A&E's Sopranos: A Hit

Badda bing!

A&E's pricey bet on The Sopranos paid off. The show's premiere last night drew 4.3 million total viewers, according to Nielsen Media Research, making it the most-watched off-network series premiere in cable history and prompting a sigh of relief from A&E execs who dropped a record $2.55 million an episode for it in January 2005.

 The 9 p.m. premiere episode performed 291% better than A&E's primetime average total audience in 2006. It averaged 1.8 million viewers 18-49 and 1.9 million 25-54, also both more than 200% better than the network's primetime averages.

A&E, a basic cable network, bought the critically-acclaimed HBO show hoping to bring it to a wider audience who might not subscribe to pay cable. The HBO mob drama has been a huge part of A&E's bigger programming puzzle, which explains why the network put up the more than $200 million total for reruns of the show, winning a hot bidding war with networks including TNT.

A&E, once the home for ballet and concert music, launched a three-pronged revamp a few years ago. The first step was lowering its audience's median age with less expensive reality fare. The second was bringing in more viewers with expensive acquisitions, like The Sopranos and CSI: Miami, which A&E bought for more than $1 million an episode and debuted last fall.

Now, A&E is developing scripted dramas of its own to complement the acquired fare. Earlier this week, the network announced it was developing six crime dramas - produced by Steven Bochco, Joel Silver and others - with the hopes of debuting one by 2008. 

A&E has put its marketing muscle behind The Sopranos in the past few weeks and months, unleashing a mountain of ads on billboards and TV, online, in print and on movie screens. The show's move to basic cable has also generated a lot of ink with TV writers musing about how well the racy show would fare without heavy profanity or violence.

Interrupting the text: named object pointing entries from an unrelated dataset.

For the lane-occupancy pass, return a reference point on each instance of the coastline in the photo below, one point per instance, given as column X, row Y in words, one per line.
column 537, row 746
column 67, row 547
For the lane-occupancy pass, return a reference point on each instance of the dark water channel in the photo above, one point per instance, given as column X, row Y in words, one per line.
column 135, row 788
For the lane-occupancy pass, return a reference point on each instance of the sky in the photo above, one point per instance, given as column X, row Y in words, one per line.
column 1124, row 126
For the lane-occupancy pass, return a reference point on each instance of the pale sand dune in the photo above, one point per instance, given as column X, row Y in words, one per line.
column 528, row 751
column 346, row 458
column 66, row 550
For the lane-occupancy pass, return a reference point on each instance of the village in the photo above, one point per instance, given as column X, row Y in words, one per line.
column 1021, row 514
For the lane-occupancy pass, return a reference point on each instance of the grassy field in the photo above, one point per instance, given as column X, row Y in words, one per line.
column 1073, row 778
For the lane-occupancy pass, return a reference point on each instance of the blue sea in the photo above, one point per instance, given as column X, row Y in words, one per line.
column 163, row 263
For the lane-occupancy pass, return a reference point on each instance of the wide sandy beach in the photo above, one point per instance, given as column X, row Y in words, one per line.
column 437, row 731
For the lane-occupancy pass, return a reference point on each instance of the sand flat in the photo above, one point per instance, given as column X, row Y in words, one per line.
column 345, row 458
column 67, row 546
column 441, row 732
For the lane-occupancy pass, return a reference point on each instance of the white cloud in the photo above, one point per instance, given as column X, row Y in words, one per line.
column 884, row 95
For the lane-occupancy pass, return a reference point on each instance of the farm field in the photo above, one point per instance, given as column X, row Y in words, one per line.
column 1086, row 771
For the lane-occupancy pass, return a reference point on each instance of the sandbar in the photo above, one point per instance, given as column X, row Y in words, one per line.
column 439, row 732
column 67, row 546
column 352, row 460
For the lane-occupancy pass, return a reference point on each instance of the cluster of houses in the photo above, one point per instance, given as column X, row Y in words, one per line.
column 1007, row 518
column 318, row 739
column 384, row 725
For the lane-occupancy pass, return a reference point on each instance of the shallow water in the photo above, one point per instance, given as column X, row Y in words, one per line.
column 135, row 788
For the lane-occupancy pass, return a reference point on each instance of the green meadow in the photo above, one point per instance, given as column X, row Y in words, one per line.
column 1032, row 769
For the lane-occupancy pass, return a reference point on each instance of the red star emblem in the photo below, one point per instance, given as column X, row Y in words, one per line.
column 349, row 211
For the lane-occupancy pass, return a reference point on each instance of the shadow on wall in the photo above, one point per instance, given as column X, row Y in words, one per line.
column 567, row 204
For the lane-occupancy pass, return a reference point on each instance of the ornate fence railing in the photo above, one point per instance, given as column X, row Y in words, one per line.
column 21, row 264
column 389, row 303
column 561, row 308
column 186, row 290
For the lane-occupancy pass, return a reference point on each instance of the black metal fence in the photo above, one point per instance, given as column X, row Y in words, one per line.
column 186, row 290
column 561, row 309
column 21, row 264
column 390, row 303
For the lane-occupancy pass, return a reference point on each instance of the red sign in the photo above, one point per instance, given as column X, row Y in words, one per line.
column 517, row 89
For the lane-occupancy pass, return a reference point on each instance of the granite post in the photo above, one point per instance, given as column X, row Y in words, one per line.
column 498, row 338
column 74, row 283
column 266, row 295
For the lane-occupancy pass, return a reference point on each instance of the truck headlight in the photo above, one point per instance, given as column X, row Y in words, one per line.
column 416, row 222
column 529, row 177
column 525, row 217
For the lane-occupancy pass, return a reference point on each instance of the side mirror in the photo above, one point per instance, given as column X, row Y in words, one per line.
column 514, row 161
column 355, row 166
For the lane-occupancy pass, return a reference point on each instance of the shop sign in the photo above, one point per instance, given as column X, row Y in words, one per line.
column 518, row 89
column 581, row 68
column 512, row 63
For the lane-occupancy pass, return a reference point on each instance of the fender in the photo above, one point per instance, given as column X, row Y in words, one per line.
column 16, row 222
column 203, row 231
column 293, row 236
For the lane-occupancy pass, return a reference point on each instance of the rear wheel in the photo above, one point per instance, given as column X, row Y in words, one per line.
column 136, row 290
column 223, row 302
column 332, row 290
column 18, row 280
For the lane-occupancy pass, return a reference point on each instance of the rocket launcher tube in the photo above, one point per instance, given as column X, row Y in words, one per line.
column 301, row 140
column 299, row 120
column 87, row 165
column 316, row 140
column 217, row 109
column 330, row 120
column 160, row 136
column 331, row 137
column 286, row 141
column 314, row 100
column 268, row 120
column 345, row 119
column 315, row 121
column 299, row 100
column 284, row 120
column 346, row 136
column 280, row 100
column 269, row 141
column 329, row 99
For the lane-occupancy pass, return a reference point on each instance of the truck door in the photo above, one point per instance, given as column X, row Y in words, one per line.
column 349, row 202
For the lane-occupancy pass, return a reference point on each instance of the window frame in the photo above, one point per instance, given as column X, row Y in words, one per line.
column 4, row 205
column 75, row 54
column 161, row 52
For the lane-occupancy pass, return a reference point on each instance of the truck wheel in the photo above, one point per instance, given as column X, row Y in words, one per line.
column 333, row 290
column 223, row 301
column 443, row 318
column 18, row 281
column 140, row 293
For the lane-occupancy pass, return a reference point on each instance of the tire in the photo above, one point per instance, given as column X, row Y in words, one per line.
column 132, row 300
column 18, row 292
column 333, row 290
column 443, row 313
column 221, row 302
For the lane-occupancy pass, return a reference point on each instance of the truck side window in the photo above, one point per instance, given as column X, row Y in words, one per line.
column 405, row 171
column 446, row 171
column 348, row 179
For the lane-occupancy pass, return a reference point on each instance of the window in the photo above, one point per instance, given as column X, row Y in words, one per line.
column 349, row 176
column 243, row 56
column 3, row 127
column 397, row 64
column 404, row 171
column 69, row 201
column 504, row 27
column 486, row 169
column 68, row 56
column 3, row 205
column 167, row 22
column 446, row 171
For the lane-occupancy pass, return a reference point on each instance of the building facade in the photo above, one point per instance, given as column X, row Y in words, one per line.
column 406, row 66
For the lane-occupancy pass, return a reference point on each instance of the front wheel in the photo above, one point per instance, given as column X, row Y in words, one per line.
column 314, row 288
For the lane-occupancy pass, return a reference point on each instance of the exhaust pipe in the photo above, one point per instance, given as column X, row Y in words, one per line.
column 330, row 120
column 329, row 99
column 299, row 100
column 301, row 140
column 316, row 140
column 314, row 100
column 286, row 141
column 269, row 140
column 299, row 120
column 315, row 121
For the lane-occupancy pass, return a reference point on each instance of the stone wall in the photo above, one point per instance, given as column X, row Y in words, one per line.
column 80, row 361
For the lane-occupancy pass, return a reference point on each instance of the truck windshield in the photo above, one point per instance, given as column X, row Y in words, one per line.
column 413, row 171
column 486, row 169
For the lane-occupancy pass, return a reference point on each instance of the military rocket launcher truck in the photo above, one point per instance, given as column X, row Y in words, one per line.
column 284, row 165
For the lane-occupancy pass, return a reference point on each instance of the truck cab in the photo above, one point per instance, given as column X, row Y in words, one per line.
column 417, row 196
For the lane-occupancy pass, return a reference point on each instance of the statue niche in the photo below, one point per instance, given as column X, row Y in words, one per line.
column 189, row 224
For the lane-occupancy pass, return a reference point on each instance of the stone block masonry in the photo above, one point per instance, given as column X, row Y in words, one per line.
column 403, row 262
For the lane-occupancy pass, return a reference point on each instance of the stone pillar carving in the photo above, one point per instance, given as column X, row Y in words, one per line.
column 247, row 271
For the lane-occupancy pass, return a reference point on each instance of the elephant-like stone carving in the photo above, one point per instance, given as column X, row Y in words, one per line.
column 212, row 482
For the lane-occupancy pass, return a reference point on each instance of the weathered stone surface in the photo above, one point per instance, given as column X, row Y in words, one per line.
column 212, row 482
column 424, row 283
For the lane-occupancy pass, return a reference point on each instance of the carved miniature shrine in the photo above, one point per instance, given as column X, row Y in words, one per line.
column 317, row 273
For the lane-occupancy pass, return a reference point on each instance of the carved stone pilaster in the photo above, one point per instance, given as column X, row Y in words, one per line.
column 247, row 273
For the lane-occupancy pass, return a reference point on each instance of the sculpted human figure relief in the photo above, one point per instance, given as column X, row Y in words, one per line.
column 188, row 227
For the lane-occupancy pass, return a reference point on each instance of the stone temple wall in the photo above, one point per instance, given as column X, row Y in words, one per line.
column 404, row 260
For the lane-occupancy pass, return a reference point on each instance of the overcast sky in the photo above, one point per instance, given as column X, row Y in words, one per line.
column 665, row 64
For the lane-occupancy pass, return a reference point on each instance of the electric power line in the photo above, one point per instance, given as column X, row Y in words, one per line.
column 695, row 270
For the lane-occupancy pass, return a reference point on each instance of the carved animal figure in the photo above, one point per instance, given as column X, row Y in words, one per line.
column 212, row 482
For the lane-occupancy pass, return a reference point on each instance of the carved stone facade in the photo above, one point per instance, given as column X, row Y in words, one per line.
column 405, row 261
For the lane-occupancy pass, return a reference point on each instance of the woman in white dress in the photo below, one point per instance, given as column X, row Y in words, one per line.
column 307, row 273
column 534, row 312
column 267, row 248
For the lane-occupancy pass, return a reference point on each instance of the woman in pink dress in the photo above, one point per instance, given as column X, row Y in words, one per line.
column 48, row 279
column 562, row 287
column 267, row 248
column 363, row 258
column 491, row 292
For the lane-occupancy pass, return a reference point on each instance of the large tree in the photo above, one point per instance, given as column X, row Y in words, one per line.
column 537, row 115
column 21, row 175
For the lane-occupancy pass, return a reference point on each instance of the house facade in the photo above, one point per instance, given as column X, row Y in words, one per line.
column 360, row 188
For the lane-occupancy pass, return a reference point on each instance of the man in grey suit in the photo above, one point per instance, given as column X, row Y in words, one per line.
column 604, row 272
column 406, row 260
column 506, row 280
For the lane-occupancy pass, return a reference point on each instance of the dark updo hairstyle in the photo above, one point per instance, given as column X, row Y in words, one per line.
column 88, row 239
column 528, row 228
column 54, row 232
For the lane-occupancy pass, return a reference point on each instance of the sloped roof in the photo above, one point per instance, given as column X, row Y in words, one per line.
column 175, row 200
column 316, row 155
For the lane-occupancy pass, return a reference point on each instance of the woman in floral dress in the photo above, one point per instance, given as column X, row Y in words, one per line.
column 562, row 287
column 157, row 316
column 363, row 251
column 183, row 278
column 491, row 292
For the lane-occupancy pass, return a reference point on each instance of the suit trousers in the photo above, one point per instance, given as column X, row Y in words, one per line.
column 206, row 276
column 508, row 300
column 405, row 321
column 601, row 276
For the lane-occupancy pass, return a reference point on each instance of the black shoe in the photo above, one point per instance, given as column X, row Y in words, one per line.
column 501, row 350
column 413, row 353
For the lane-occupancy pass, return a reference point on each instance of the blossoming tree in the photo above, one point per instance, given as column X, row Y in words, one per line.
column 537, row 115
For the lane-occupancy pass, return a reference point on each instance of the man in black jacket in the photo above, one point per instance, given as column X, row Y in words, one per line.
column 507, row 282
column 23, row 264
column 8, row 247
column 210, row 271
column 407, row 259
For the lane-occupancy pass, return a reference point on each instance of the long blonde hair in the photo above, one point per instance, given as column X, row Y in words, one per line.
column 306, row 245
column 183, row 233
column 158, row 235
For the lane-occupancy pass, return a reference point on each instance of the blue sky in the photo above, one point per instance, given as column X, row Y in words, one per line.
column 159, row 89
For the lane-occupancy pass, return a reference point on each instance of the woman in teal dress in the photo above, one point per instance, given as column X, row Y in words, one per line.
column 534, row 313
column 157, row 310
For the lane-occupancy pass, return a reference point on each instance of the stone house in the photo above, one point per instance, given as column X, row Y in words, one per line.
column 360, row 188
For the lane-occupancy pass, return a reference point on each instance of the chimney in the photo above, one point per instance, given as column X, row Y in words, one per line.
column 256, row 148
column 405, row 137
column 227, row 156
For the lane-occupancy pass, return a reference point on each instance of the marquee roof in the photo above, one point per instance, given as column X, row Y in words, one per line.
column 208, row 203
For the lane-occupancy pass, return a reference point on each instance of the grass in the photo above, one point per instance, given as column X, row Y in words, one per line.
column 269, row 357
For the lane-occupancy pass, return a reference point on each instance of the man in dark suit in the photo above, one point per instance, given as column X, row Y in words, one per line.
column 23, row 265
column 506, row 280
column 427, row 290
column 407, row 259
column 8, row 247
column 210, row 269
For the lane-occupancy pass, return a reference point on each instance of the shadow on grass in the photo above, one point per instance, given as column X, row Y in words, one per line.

Buying up quality off-network shows has become increasingly important for cable networks as they put more money into developing original series of their own. A smart acquisition can give a cable network like A&E an assured big audience for an original series scheduled directly afterwards.

To that end, Lifetime bought Grey's Anatomy and Desperate Housewives for $1.2 million and $500,000 an episode, respectively; TBS paid $700,000 for Sex & The City; and Bravo bought Six Feet Under for $250,000 an episode.